La presidente di Ticinomoda critica contro un certo tipo di sfiducia nell’economia: «In passato l’insediamento di una grande azienda in Ticino era una notizia positiva, oggi non lo è più»
LUGANO - «Nessuno, per il solo fatto di pagare molte imposte nel nostro cantone, può pretendere di fare quello che vuole». In occasione dell'assemblea annuale di Ticinomoda la sua presidente, Marina Masoni, ritorna sullo scandalo del marchio di moda installatosi a Lugano per parlare della "Fashion Valley" ticinese, dei suoi vizi e delle sue virtù.
«Sappiamo quali siano da un lato i vantaggi e dall’altro i problemi che un mercato del lavoro maggiormente aperto, grazie agli Accordi bilaterali, comporta - ha sottolineato dal LAC Masoni -. Non ci sono solo vantaggi e non ci sono solo problemi». L'occasione è stata ghiotta per promuovere Ticinomoda e i due contratti collettivi di lavoro sottoscritti (uno nel settore della produzione con OCST e UNIA e uno per gli impiegati di commercio).
L'attacco a Plein - Ma anche per prendere le distanze dal marchio Philipp Plein: «Non è non è mai stato un nostro associato - sottolinea Masoni -. Non spetta a noi né accertare né giudicare cosa sia effettivamente successo nella sede di Lugano dell’azienda. La reazione e le dichiarazioni fatte pubblicamente dall’interessato non possono però trovare la nostra approvazione. Le regole vanno rispettate, anche tutte quelle stabilite dalla legislazione sul lavoro. Anche se e quando non ci piacciono. La capacità imprenditoriale consiste anche nel ritagliarsi la necessaria e sufficiente flessibilità all’interno, non al di fuori, di queste regole. Non si può fare ciò che si vuole».
La critica all'atteggiamento di sfiducia nell'economia - Masoni ha quindi speso parole positive riguardo a un settore fiorente, ma si è dimostrata critica nei confronti di un certo pessimismo e di un certo atteggiamento: «Affermare che l’economia ticinese cresce, attira e fa nascere nuove imprese, crea molti più posti di lavoro di quanti ne vengano soppressi nelle aziende in difficoltà viene considerato quasi un reato politico, nella migliore delle ipotesi una mancanza di riguardo verso le persone che hanno perso il lavoro e non riescono a ricollocarsi o verso le piccole imprese che devono confrontarsi con la concorrenza molto pressante di chi viene da fuori confine. Qua e là fa capolino la convinzione che i meriti, l’impegno, le capacità, i successi degli uni siano addirittura la causa dei mali e delle difficoltà degli altri».

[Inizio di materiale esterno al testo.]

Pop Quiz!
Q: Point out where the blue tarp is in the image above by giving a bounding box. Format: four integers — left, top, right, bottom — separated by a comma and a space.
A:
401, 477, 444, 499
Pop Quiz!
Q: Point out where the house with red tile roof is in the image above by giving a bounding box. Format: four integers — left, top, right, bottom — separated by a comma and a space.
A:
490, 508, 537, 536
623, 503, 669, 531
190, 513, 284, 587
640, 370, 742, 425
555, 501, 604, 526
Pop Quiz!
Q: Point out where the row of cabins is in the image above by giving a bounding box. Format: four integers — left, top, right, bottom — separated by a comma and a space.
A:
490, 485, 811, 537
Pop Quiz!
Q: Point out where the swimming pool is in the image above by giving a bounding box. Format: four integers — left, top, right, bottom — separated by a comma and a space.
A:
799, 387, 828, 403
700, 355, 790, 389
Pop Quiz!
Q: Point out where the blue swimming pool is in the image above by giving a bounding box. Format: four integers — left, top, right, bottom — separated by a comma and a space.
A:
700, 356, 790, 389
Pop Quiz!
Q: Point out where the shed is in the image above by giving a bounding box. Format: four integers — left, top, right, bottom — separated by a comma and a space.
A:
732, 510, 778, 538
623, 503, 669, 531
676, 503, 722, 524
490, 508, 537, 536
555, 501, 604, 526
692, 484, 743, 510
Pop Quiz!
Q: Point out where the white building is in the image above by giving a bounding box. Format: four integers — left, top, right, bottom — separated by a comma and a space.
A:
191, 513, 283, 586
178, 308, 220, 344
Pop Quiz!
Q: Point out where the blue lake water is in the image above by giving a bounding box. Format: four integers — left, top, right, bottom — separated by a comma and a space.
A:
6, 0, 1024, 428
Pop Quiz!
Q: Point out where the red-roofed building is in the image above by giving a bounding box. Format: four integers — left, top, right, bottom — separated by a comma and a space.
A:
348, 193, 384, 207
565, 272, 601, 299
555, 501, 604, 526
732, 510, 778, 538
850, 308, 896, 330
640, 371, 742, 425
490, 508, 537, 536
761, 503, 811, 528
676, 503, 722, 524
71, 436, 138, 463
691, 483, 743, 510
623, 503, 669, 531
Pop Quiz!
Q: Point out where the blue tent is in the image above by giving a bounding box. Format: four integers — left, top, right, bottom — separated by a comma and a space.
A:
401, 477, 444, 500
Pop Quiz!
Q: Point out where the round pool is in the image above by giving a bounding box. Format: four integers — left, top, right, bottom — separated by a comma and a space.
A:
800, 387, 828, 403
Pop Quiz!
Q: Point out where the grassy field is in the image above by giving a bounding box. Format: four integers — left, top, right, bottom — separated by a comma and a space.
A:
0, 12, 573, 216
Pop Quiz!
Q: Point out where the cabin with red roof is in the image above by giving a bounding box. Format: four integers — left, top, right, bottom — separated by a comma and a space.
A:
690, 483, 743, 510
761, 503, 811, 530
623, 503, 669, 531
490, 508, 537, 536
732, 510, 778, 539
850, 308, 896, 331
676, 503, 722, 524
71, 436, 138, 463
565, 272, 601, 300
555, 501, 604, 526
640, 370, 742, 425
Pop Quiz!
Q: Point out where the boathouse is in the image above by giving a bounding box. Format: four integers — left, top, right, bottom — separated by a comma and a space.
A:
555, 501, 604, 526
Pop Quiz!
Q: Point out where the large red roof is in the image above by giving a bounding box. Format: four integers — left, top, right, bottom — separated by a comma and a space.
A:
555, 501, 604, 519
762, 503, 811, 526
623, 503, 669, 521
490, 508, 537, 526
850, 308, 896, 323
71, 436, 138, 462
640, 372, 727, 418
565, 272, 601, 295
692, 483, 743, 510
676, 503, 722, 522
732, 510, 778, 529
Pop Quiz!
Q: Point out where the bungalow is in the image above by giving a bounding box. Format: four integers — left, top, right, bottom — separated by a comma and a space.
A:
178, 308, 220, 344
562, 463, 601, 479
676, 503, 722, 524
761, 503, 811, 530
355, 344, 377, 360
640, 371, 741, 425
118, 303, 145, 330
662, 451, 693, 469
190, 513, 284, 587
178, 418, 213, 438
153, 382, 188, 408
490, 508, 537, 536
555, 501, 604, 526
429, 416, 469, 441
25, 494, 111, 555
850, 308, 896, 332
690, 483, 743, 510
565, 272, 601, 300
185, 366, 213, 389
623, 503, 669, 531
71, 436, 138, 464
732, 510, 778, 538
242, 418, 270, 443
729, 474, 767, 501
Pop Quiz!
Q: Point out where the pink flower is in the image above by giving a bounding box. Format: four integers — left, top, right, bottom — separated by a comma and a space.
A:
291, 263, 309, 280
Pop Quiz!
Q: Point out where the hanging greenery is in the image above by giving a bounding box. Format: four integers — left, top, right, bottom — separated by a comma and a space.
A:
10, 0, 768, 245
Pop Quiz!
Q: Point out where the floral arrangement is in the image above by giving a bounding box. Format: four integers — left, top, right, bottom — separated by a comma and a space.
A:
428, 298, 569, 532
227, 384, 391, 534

Per Masoni questo viene visto come un «segnale preoccupante di un malessere difficile da interpretare e di una sfiducia verso l’economia di mercato. «In passato l’insediamento di una grande azienda in Ticino era una notizia positiva, oggi capita invece che qualcuno accolga come una notizia positiva la partenza dal Ticino di una grande azienda, vista come un togliere dal nostro territorio un elemento estraneo, di disturbo».